Aslında bu konuda bankalar da sıfır faizle öğrenim bursu verebilir. Devlet bu konuda kurallar koyabilir. Birçok ülkede böylesi uygulamalar var. Ama nedense böylesine önemli bir sosyal sorumluluk projesi, ne devletin ne de bankaların umurunda.
Alper ile sohbet ederken daldan dala atlıyoruz. “Neden ekonomi?” diye sordum. Cevabı ilginçti:
İleride ülke yönetimine talip olmak istiyorum. Bunun için kendimi en iyi şekilde donatmak istiyorum. Hâkim ideoloji kapitalizm. İşte onun şifrelerini öğrenmek için ekonomi ve ABD. Bir siyasetçi olarak her şeyden önce eğitim ve birikimimle dünya standartlarını yakalamak istiyorum...
Peki kendilerinin hiç mi birikimi yok? Eğer bir burs ya da kredi bulamazsa eğitimi yarıda mı kalacak?
“İstanbul’da bir evimiz vardı satışa çıkardık.
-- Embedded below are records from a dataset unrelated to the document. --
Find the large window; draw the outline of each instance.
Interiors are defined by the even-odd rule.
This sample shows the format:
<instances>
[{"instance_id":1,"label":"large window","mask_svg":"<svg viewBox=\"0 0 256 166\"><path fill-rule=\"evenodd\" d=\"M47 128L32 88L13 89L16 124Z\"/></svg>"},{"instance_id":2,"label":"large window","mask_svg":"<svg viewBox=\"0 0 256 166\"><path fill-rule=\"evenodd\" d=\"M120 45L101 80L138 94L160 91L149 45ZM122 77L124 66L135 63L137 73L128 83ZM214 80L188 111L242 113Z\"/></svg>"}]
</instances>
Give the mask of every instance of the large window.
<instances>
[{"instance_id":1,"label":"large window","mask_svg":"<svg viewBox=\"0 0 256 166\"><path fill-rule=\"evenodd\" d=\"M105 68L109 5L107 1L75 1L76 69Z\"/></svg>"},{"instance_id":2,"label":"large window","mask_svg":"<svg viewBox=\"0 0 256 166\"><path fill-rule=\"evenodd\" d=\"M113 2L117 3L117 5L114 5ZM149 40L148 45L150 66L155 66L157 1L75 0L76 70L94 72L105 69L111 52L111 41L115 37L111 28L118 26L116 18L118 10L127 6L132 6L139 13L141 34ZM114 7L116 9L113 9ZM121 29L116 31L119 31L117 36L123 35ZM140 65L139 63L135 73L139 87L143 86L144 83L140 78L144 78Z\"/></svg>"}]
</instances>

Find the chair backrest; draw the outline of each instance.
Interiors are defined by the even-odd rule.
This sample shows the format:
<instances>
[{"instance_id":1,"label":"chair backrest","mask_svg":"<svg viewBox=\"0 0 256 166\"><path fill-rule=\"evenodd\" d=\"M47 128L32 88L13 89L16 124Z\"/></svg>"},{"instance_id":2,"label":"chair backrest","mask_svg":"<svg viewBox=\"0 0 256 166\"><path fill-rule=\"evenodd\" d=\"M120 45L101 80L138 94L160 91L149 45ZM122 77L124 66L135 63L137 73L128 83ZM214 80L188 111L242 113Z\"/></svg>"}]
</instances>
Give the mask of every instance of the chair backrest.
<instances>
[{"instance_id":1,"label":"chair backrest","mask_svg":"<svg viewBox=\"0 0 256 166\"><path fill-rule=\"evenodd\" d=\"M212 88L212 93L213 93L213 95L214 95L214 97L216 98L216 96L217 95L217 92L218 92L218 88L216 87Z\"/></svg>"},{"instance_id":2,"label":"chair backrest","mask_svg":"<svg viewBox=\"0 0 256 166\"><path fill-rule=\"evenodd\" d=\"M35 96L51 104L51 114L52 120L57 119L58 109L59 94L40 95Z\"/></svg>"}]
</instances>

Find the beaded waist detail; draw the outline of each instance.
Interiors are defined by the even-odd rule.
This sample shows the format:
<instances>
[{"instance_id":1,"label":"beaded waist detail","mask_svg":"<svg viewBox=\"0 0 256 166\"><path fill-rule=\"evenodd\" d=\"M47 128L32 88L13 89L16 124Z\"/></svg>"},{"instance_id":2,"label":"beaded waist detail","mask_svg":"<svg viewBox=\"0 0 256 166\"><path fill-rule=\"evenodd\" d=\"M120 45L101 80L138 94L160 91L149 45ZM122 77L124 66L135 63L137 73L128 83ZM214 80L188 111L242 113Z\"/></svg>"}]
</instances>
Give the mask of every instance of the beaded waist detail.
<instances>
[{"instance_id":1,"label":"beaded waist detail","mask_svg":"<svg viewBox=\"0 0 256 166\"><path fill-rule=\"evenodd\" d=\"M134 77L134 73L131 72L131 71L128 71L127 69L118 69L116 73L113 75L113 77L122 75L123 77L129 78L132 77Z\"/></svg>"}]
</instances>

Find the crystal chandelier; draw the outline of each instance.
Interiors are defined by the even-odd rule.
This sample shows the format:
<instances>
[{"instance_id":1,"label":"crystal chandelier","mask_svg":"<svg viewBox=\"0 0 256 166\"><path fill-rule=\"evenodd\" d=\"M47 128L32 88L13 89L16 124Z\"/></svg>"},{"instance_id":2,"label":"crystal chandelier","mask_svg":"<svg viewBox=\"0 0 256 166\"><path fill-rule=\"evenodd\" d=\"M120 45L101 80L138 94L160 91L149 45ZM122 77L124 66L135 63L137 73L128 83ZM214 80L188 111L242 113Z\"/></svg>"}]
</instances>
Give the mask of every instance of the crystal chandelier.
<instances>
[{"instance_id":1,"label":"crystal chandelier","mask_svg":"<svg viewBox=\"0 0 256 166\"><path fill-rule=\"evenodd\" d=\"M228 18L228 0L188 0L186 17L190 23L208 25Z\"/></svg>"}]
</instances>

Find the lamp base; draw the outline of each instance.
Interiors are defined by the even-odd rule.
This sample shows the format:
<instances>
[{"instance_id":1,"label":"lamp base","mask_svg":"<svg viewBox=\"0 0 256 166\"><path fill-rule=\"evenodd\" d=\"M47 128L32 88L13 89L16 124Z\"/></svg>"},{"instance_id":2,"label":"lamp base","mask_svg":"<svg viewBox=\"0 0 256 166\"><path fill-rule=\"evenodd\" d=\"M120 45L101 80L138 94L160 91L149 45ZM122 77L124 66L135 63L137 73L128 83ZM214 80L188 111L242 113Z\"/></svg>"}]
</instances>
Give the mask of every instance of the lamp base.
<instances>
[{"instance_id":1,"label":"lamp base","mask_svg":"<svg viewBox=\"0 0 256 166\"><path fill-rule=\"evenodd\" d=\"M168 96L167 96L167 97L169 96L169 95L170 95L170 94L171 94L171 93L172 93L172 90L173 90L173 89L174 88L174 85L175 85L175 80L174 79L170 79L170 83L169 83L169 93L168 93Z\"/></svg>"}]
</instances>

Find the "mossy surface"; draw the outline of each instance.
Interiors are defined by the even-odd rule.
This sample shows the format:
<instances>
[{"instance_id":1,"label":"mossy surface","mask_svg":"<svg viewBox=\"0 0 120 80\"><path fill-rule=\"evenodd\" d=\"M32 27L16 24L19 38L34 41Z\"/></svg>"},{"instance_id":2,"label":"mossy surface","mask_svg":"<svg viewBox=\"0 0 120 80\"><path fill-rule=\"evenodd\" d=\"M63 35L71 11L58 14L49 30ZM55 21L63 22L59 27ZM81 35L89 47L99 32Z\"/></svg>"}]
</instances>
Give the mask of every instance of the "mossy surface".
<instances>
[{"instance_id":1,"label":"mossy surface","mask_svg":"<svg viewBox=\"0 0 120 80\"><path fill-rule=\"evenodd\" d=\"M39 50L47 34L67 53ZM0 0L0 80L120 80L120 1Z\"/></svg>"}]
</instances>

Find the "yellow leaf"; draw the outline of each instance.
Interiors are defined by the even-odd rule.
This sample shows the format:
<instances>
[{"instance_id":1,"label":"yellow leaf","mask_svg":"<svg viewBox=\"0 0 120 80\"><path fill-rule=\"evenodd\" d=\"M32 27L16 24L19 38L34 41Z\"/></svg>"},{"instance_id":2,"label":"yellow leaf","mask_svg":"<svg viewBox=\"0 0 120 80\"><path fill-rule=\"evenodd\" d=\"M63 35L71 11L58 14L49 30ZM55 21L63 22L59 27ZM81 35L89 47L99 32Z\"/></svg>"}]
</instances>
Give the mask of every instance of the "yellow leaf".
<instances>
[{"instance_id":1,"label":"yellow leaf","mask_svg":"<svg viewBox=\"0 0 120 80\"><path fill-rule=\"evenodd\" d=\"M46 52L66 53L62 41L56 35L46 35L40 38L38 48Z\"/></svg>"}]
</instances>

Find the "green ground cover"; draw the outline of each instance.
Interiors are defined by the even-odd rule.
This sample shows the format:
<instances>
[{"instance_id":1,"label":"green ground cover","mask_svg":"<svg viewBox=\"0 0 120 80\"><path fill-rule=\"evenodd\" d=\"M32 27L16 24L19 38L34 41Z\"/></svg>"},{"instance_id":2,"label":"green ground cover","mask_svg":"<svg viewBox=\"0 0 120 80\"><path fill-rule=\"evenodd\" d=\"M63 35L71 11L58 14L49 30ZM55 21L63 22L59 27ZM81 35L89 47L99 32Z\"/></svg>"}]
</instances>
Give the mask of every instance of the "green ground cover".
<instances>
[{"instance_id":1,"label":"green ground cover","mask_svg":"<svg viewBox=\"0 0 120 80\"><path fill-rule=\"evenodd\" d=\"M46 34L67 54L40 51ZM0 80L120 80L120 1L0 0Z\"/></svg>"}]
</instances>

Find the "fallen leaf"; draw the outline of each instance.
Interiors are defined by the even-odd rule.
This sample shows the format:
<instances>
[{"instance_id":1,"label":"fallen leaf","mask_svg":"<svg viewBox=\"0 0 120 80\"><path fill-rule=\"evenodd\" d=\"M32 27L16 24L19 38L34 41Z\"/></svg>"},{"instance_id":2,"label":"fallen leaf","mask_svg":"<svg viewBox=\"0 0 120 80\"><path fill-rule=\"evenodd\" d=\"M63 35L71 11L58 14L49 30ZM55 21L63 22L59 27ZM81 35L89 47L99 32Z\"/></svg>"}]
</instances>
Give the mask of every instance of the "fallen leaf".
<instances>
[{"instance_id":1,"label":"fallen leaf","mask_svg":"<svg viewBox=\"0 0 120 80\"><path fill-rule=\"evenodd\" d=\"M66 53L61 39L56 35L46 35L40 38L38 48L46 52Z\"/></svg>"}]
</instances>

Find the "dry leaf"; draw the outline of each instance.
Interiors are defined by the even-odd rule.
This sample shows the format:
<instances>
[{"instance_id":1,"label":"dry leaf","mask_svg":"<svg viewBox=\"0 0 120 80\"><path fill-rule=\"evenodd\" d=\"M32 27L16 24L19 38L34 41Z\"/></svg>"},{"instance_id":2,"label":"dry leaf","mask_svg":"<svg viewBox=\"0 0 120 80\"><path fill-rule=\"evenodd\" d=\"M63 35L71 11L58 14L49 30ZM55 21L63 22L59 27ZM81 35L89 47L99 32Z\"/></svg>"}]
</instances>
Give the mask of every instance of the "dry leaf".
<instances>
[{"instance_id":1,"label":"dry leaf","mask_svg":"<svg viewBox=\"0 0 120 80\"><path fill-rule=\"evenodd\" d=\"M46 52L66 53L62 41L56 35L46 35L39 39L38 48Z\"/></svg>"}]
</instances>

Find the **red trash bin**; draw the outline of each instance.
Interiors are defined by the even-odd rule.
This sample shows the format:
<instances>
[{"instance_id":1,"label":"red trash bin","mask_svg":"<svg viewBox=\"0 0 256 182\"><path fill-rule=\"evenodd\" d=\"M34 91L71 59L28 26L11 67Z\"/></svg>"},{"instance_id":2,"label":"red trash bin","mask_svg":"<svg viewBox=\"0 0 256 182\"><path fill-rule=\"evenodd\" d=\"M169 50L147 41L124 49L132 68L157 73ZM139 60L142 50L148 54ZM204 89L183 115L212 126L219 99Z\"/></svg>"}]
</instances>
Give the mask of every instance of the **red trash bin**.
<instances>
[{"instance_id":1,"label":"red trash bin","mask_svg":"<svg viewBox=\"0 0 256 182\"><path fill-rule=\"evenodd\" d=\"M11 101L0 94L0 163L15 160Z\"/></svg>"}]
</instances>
Ama bir yıllık masrafı ancak karşılar.”
Ya sonrası? İşte onu asıl üzen ve yeni arayışlar içerisine sokan da bu.
Yasal mevzuata göre, eğitim adına yapılan her türlü harcama vergiden düşülebiliyor. Yani bir şirket şimdi çıkıp Alper’e burs verse ya da okul yaptırsa, bir taşla iki kuş vurmuş oluyor. Hem o matrahı vergiden muaf oluyor. Hem de hayırların en güzelini gerçekleştirmenin onurunu yaşıyor.
Şimdi, Alper’in çok rahat telaffuz edemediğini, onun adına ben söylemek istiyorum. Eğer koşullarınız elveriyorsa, lütfen ona yardımcı olun. Yapacağınız bu katkı, ülkemizin geleceği için en güçlü yatırımlardan biri olacaktır.
Ve o 4 yıllık üniversiteyi 3 yılda bitirecek kadar da kararlı!..
Onlar bizim gururumuz
Ülkelerin zenginliği artık iyi yetişmiş insan gücüyle ölçülüyor. Genç nüfusa sahibiz. İyi de onların ne kadarı dünya birinci liginde eğitim görüyor?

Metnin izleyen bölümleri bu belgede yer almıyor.